Nucleic Acids Res. 2000 Jan 1;28(1):277-82. doi: 10.1093/nar/28.1.277.
We report the latest release (version 1.6) of the CATH protein domains database (http://www.biochem.ucl. ac.uk/bsm/cath ). This is a hierarchical classification of 18 577 domains into evolutionary families and structural groupings. We have identified 1028 homo-logous superfamilies in which the proteins have both structural, and sequence or functional similarity. These can be further clustered into 672 fold groups and 35 distinct architectures. Recent developments of the database include the generation of 3D templates for recognising structural relatives in each fold group, which has led to significant improvements in the speed and accuracy of updating the database and also means that less manual validation is required. We also report the establishment of the CATH-PFDB (Protein Family Database), which associates 1D sequences with the 3D homologous superfamilies. Sequences showing identifiable homology to entries in CATH have been extracted from GenBank using PSI-BLAST. A CATH-PSIBLAST server has been established, which allows you to scan a new sequence against the database. The CATH Dictionary of Homologous Superfamilies (DHS), which contains validated multiple structural alignments annotated with consensus functional information for evolutionary protein superfamilies, has been updated to include annotations associated with sequence relatives identified in GenBank. The DHS is a powerful tool for considering the variation of functional properties within a given CATH superfamily and in deciding what functional properties may be reliably inherited by a newly identified relative.

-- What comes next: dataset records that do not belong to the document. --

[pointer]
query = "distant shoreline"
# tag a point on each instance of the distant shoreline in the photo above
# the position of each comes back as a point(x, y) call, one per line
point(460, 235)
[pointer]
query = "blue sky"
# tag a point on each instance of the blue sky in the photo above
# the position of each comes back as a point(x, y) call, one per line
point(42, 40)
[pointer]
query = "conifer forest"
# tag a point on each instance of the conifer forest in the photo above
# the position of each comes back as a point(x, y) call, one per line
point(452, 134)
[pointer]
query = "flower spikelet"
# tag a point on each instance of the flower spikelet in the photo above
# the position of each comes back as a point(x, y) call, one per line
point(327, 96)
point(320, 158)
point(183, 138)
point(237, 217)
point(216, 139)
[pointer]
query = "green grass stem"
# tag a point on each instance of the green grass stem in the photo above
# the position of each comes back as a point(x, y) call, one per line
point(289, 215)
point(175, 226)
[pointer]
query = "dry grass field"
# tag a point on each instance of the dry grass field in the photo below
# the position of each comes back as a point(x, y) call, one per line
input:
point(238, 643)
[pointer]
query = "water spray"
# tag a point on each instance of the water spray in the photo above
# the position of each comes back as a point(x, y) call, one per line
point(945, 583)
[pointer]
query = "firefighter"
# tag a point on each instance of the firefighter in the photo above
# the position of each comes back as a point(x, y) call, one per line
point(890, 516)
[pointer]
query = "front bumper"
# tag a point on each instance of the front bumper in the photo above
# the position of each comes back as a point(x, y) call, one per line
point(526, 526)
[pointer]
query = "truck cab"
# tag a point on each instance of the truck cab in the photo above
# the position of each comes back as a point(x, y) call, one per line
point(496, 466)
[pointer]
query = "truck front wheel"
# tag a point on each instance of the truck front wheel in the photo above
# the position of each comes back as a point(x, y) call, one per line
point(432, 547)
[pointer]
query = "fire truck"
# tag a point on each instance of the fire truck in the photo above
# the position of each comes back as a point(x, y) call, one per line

我们公布了CATH蛋白质结构域数据库(http://www.biochem.ucl.ac.uk/bsm/cath )的最新版本(1.6版)。该数据库将18577个结构域进行了层次分类,划分成进化家族和结构分组。我们识别出了1028个同源超家族,其中的蛋白质在结构、序列或功能上具有相似性。这些超家族可进一步聚类为672个折叠组和35种不同的结构。该数据库的近期进展包括为每个折叠组生成用于识别结构相关物的三维模板,这使得数据库更新的速度和准确性有了显著提高,同时也意味着所需的人工验证减少。我们还报告了CATH-PFDB(蛋白质家族数据库)的建立,它将一维序列与三维同源超家族相关联。使用PSI-BLAST从GenBank中提取了与CATH条目不具有可识别同源性的序列。已建立了一个CATH-PSIBLAST服务器,可让您针对该数据库扫描新序列。同源超家族CATH词典(DHS)包含经过验证的多结构比对,并标注了进化蛋白质超家族的一致功能信息,现已更新,纳入了与在GenBank中识别出的序列相关物相关的注释。DHS是一个强大的工具,可用于考虑给定CATH超家族内功能特性的变化,以及确定新识别出的相关物可能可靠继承的功能特性。